Conclusion: Exists () is suitable for the case of B-table larger than a-table data
When the A-table data is as large as the B-table data, in and exists efficiency is similar, can choose one to use.
Differences and application Scenarios
In and exists differences: if the subquery results in a smaller number of result sets, the table in the main query should use in if it is large and indexed, whereas if the outer main query records are smaller, the tables in the subquery are large and the indexes are indexed with exists. In fact, we distinguish in and exists is mainly caused by the change of the driving sequence (this is the key to performance change), if it is exists, then the other layer table is the driver table, first accessed, if it is in, then execute the subquery first, so we will be the driver table of the fast return as the target, Then the relationship between the index and the result set is taken into account, and in the case of NULL is not processed.

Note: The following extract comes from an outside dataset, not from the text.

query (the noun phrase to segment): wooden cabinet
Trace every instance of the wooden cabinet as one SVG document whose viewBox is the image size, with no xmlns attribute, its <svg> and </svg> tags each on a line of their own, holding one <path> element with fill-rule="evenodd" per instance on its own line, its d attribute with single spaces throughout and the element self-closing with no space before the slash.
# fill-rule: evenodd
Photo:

In is the appearance and the inner table as a hash connection, and exists is the external loop loop, each loop loop and then query the internal table. The assertion that exists is more efficient than in is inaccurate.
Not in and not exists
If the query statement uses not-in so that the outer surface of the full table is scanned, the index is not used, and the subquery of not extsts can still use the index on the table. So no matter the table is large, using not exists is faster than not.
For example, in the Northwind database there is a query for select C.customerid,companyname from Customers C where EXISTS (select OrderID from Orders o where O . Customerid=c.customerid) How does this exists work? The subquery returns the OrderID field, but the outside query is looking for the CustomerID and CompanyName fields, and the two fields are definitely not in OrderID, how does this match?

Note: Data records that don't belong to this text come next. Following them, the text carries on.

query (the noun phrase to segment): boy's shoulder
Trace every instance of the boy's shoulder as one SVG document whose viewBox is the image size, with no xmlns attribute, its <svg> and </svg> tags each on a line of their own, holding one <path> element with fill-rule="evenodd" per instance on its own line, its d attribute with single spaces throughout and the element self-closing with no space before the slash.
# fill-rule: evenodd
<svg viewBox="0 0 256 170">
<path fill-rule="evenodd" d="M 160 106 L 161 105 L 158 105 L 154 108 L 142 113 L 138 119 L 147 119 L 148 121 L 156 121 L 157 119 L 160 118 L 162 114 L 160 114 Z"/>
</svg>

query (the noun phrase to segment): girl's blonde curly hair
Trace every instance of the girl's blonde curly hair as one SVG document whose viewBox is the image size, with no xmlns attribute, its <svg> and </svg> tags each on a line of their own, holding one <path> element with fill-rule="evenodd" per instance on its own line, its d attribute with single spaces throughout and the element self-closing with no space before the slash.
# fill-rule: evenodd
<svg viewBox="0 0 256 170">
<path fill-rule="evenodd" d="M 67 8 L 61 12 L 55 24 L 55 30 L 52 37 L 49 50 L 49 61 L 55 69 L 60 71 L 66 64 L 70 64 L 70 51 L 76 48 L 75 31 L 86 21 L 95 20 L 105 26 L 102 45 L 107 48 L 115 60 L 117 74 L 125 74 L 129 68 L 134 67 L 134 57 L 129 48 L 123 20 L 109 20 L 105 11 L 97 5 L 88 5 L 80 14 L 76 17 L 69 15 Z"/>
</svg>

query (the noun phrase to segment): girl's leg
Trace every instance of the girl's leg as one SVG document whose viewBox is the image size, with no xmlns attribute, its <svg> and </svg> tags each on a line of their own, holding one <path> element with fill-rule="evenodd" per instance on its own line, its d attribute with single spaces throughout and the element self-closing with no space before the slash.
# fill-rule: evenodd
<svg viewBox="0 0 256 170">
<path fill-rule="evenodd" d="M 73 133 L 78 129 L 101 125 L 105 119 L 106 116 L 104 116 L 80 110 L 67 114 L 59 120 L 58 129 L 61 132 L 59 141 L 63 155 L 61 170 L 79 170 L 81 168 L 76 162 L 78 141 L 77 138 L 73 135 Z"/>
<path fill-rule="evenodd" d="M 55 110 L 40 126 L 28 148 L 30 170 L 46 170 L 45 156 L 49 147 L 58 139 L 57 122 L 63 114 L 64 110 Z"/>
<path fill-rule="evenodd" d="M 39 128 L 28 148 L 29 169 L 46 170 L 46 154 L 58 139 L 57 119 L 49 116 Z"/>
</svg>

EXISTS is used to check if a subquery returns at least one row of data, and the subquery does not actually return any data, but instead returns a value of TRUE or False EXISTS specifies a subquery to detect the presence of a row.
Syntax: EXISTS subquery parameter: subquery is a restricted SELECT statement (COMPUTE clauses and into keywords are not allowed). Result type: Boolean returns TRUE if the subquery contains rows, otherwise returns flase.
Example Table A:tablein |
Example Table B:tableex |
|
|
(i). Using NULL in a subquery still returns the result set select * from Tablein where exists (select NULL) is equivalent to: SELECT * from Tablein
(b). Compare queries that use EXISTS and in. Note Two queries return the same result. SELECT * from Tablein where exists (select BID from Tableex where bname=tablein.aname) select * from Tablein where ANAME in (select Bname from Tableex)
(iii). Compare queries that use EXISTS and = any. Note Two queries return the same result. SELECT * from Tablein where exists (select BID from Tableex where bname=tablein.aname) select * from Tablein where Aname=an Y (select bname from Tableex)
The role of not EXISTS is the opposite of EXISTS. If the subquery does not return a row, the WHERE clause in not EXISTS is satisfied.
Conclusion: The return value of the EXISTS (including not EXISTS) clause is a bool value. There is a subquery inside the exists (SELECT ... From ...), which I call an inner query statement for exist. The inner query statement returns a result set. The EXISTS clause returns a Boolean value based on the result set of its query statement, either empty or non-empty.
A popular can be understood as: each row of the outer query table, in the query as a test, if the query returned by the result of a non-null value, then the EXISTS clause returns true, this row of rows can be used as the result row of the outer query, otherwise it cannot be a result.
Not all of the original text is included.